おばあちゃんは愉快そうに笑い声をあげた。
「いいのいいの、分かっているわ。あの子、良い子だけど思い込みが強いところがあるからね」
「は、はあ……?」
「うちの子が迷惑をかけてごめんなさいね。あの子に付き合ってくれてありがとう。でも良かったわ。それだけ心を許せる人がいるということだもの」
「いえ俺はただ、光葉さんの作った料理を食べているってだけですから……」
飯を食うだけで感謝される世界が、ここにはあった。
いや、重度の偏食である俺にとっては、食事という人間に不可欠なタスクがかなりハードルの高いものになってはいるのだけれど。

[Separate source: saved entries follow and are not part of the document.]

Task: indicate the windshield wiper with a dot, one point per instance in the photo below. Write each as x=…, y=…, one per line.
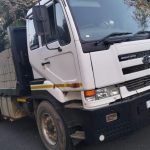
x=113, y=37
x=142, y=32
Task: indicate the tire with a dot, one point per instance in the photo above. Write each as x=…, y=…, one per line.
x=52, y=128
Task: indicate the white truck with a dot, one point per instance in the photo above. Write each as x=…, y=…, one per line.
x=81, y=67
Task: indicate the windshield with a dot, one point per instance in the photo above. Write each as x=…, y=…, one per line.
x=96, y=19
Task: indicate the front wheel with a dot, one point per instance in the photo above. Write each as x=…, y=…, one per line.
x=52, y=128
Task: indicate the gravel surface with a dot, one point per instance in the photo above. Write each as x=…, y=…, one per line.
x=23, y=135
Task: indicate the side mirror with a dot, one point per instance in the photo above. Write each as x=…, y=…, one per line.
x=41, y=20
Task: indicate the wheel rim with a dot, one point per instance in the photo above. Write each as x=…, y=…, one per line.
x=49, y=129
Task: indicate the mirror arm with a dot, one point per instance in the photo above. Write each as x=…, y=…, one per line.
x=58, y=48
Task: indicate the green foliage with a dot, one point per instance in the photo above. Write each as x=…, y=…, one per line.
x=12, y=12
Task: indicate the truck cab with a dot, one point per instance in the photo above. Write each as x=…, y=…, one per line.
x=89, y=65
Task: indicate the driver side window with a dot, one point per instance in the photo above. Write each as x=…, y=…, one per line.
x=58, y=26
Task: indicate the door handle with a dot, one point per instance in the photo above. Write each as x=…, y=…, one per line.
x=45, y=63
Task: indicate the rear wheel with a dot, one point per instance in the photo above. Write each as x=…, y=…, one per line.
x=52, y=128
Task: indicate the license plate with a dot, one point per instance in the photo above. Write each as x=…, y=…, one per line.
x=148, y=104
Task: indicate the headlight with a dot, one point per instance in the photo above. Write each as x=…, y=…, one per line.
x=101, y=93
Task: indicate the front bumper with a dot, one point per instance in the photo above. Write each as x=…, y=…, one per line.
x=132, y=114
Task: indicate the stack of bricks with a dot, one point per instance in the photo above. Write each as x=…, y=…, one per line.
x=7, y=70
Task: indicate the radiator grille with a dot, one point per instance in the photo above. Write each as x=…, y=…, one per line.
x=136, y=68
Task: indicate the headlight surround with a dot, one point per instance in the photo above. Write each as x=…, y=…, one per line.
x=103, y=93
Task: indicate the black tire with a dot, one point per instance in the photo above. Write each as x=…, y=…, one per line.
x=47, y=113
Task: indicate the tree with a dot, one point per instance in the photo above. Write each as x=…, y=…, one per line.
x=141, y=12
x=12, y=12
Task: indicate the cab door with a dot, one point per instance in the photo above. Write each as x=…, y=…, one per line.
x=60, y=65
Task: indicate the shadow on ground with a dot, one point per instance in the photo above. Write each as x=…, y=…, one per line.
x=23, y=135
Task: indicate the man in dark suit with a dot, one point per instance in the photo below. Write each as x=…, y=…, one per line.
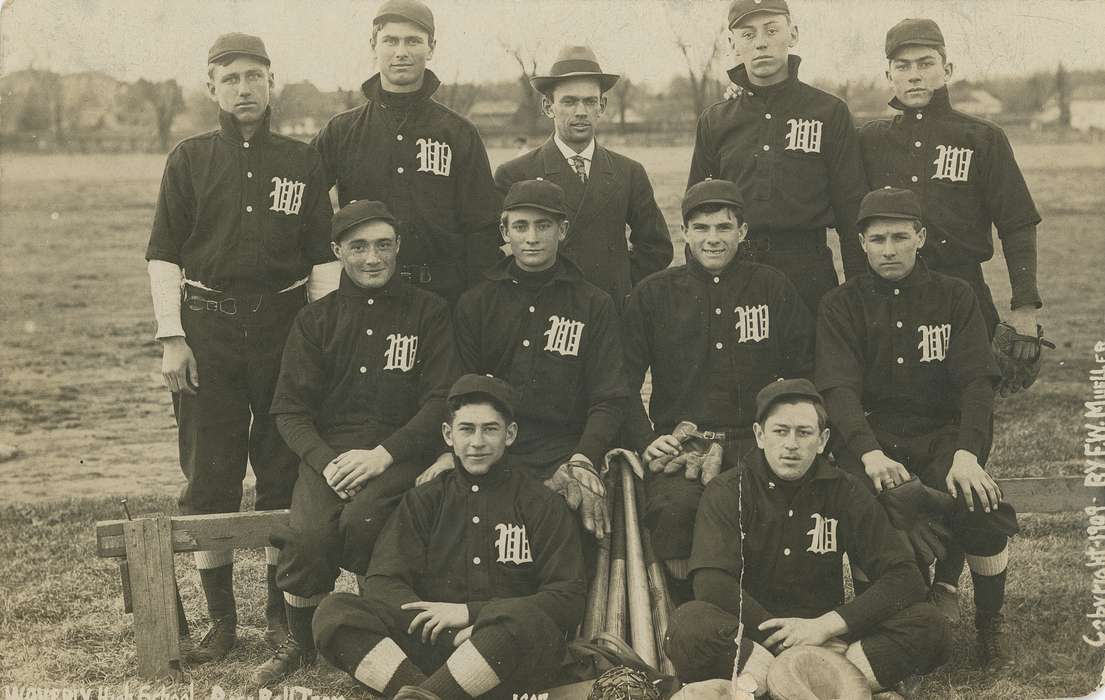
x=607, y=192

「ごめんなさい、まだあなたたちのお名前も聞いていなかったのにこんな話をしちゃって。歳を取ると気配りが出来なくなっていけないわ。私は光葉わさび。光葉の祖母です」
「ああ、ええと、俺は召野偏で、こっちは糖場です」
「糖場亜弥です。光葉さんとは……まあ、友人? ってことで良いんだよね、召野くん」
「そこは光葉に訊いてくれよ……」
「あなたたちが今日来てくれて本当に安心したわ。あの子の親代わりとしてね」
親代わり?
……そう言えば、光葉から両親の話を聞いたことがない。
何か事情があるのだろうか。
と、そこへ光葉が戻って来た。
「みなさん、お待たせしました。えっと―――はい、糖場さん。これが、おばあちゃんが漬けてくれた味噌ですよ。先輩がどうしてもと言うので差し上げます」
手提げ袋を糖場に突きつける光葉。
味噌の容器か何かが入っているのであろうそれを、糖場が受け取る。
「うん、ありがとう。私、美味しいお味噌汁が作れるように頑張るね」
「どうでしょうね、確かにお味噌は一級品ですがそう簡単に美味しいお味噌汁が出来るようになるとは――」
言いかけて、光葉が何かに気が付いたように糖場の手を凝視した。
「光葉さん、どうしたの~?」
「その指、どうされたんですか?」
「これね。お野菜を切る練習してたらちょっと切っちゃたんだよ~。私、料理とかしたことなかったからさ」
「そう……だったんですか」
光葉が俯く。
「……大丈夫、光葉さん?」
そう言って糖場が光葉の顔を覗き込んだ瞬間、光葉は勢いよく顔を上げた。
「ごめんなさい糖場さん! 私、勘違いしていました!」
「か、勘違い?」
「正直私、糖場先輩のこと誤解してました。私と先輩の仲を引き裂こうとする泥棒猫みたいなタイプだと思ってましたけれど、私が間違っていました! 料理のために努力する人に悪い人はいません! 悪いのはむしろ、そんな糖場先輩を一方的に敬遠していた私の心です!」
「光葉さん……そんな、気にしないで。お味噌を分けて欲しいっていう私のお願いを、こうして聞いてくれたじゃない」
「しかし――この愚かな光葉ぱせりは――ううっ、糖場先輩っ!」
光葉が糖場の胸に顔を埋める。
よしよしとその頭を撫でる糖場。
そしてその光景を、涙を浮かべながら見つめる光葉祖母。
何だこれ。
いったい何なんだよ、これ!
女性陣の空気感について行けなかった俺は、心の中で虚しく叫ぶしかなかった。